La France pourrait ainsi bénéficier de 8 milliards d'euros sur la période 2025-2032 , soit 11 % du total ; elle serait ainsi contributrice nette au dispositif , compte tenu de la part plus élevée de son économie dans le PIB européen (près de 20 %).

2. Une extension du SEQE-UE au transport maritime

L'extension du SEQE-UE proposée par la Commission européenne concernerait les grands navires - dont le tonnage brut supérieur est à 5 000 - qu'ils portent le pavillon d'un État membre de l'Union européenne ou d'un autre État. Seront assujetties les émissions des navires faisant escale dans un port européen pour des voyages intra-UE et 50 % des émissions provenant de voyages internationaux, commençant ou se terminant en dehors de l'UE . Les émissions survenant lors du stationnement à quai des navires seront également intégralement visées. Le SEQE-UE couvrirait ainsi les deux tiers des émissions du transport maritime - soit 90 millions de tonnes de CO 2 .

La proposition s'appuie sur les dispositions en vigueur dans les autres secteurs couverts par le SEQE-UE : les compagnies maritimes devraient ainsi acheter et restituer des quotas d'émission du système d'échange pour chaque tonne d'émissions de CO 2 reportée. Une période transitoire est prévue : dès 2023, les compagnies maritimes ne devraient restituer des quotas que pour une partie de leurs émissions. Le système devrait couvrir 100 % de ces émissions 3 ans après l'entrée en vigueur de la directive.

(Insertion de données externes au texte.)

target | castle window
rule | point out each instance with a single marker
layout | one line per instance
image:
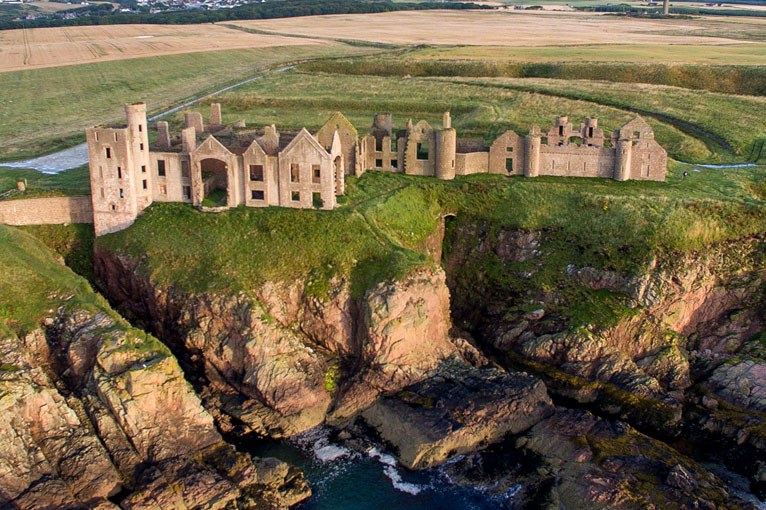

Les autorités gestionnaires des États membres s'assureraient de la conformité de ces informations en utilisant les mêmes règles que pour les autres secteurs, en s'appuyant plus spécifiquement sur le système de surveillance, de déclaration et de vérification des émissions du transport maritime, mis en place par l'Union européenne en 2018 pour recenser les émissions des navires faisant escale dans tous les ports de l'Union.

En plus des règles de droit commun applicable aux autres secteurs couverts par le SEQE-UE, les navires pourraient se voir refuser l'accès aux ports de l'UE lorsque la compagnie maritime responsable n'a pas restitué les quotas nécessaires pendant deux années consécutives ou plus.

La proposition d'extension du SEQE-UE est complétée par une proposition de règlement sur les carburants durables pour le maritime fixant des objectifs de baisse de l'intensité carbone de ces carburants de 2 % en 2025 pour atteindre 75 % en 2050 par rapport à 2020. La refonte de la directive sur la taxation de l'énergie vise par ailleurs à mettre fin aux exonérations dont bénéficie le pétrole lourd utilisé par le transport maritime , pour les trajets au sein de l'Union européenne.

Le SEQE-UE contribuerait précisément à accompagner cette décarbonation , en donnant un signal prix à même de réduire la différence de prix entre les carburants alternatifs et les carburants maritimes traditionnels.


* 27 Pour rappel, le transport international maritime n'est pas intégré dans le périmètre du règlement sur la répartition de l'effort, qui ne couvre que le transport maritime domestique.

* 28 Révision de la directive sur les énergies renouvelables ; proposition de refonte de la directive sur l'efficacité énergétique ; révision de la directive sur la performance énergétique des bâtiments ; révision du règlement fixant des normes de performance pour les émissions de CO2 des voitures et des camionnettes ; propositions de directive sur le déploiement d'une infrastructure pour carburants alternatifs.